Computer Assisted reporting

Overview

In this certified e-Master Class you will gain insights on using public databases, internet databases, social media, information extraction to create powerful visualizations. 

With more and more people relying on social medias and blogs to be informed, it is becoming increasingly difficult for the historic news outlets to attract an audience.

Data journalism is gathering, filtering and visualizing what is happening beyond what the eye can see has a growing value. By using the data to connects the dots, journalists can give meaning to little points of information that are often not relevant in a single instance, but hugely important when viewed from the right angle. And they can cover a wide range of topics such as the next financial crisis that is in the making, the economics behind the products we use, the misuse of funds or political blunders and then present it in a compelling visualization of the data that leaves little room for argument.

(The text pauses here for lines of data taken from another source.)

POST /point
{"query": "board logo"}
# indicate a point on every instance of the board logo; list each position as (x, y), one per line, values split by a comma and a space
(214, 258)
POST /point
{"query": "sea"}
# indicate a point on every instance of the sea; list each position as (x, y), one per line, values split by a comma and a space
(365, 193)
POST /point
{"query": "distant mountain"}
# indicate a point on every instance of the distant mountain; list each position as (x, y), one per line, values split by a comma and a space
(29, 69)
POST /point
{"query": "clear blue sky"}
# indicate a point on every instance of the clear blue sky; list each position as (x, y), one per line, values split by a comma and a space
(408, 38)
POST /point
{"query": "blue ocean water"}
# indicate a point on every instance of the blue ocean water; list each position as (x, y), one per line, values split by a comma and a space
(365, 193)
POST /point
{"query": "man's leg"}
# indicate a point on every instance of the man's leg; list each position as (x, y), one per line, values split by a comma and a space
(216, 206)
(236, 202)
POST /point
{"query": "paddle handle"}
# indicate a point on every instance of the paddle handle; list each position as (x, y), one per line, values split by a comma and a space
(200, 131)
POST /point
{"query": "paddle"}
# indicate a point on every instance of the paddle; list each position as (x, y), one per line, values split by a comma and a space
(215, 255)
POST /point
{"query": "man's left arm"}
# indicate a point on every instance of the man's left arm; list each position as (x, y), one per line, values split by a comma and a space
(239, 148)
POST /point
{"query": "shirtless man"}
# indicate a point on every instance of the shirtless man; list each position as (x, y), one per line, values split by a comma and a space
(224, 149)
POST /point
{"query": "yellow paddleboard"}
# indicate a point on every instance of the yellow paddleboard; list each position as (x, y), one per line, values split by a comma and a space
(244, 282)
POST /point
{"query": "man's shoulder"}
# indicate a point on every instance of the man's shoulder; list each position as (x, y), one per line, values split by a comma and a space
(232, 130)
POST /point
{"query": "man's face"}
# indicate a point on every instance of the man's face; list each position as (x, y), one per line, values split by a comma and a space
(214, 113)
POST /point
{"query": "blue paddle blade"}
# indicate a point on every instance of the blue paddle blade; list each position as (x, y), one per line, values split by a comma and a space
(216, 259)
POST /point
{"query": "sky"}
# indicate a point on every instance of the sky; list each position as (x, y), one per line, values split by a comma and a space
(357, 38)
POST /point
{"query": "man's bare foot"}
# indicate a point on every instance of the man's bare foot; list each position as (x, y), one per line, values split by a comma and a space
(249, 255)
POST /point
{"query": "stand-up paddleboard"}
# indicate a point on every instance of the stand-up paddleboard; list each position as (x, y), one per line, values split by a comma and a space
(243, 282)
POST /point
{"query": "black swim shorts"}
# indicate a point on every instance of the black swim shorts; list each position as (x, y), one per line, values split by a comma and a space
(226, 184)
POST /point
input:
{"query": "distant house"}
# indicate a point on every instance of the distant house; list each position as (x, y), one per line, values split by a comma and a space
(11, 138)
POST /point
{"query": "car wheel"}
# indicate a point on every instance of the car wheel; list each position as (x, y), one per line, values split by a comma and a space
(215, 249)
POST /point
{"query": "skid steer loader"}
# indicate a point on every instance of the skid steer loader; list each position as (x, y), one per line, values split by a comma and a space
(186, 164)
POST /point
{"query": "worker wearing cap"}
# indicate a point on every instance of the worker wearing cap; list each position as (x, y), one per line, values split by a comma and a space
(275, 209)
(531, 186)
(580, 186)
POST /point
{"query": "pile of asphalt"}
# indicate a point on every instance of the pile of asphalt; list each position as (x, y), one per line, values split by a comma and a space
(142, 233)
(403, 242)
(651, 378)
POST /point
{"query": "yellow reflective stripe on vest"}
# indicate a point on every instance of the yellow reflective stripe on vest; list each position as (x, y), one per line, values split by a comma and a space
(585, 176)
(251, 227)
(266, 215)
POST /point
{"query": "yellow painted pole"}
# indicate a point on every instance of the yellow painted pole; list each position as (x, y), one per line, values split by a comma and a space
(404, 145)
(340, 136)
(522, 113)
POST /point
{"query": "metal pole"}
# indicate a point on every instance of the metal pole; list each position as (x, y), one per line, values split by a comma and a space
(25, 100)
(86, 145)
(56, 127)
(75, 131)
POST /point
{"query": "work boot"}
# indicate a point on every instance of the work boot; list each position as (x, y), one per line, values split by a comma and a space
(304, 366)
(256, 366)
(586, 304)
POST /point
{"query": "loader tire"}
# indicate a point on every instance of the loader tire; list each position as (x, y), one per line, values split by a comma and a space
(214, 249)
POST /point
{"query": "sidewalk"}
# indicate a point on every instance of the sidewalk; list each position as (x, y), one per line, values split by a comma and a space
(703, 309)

Working with data is like stepping into vast, unknown territory. At first look, raw data is puzzling to the eyes and to the mind. Data as such is unwieldy. It is quite hard to shape it correctly for visualization. It needs experienced journalists, who have the stamina to look at often confusing, often boring raw data and see the hidden stories there. And it is now possible for you to acquire these skills. By knowing how to develop simple codes, you can find the relevant information in databases which have millions of lines. You can also identify the names or the words in documents that would take centuries for a team of people to read through. Furthermore, you can increase your capacity to make sense of it all by developing graphics that give a totally new dimension to your story. 

This Introduction to Computer Assisted Journalism is led by our partner, Columbia Journalism School and it will give you what you need to reach the next level in your profession.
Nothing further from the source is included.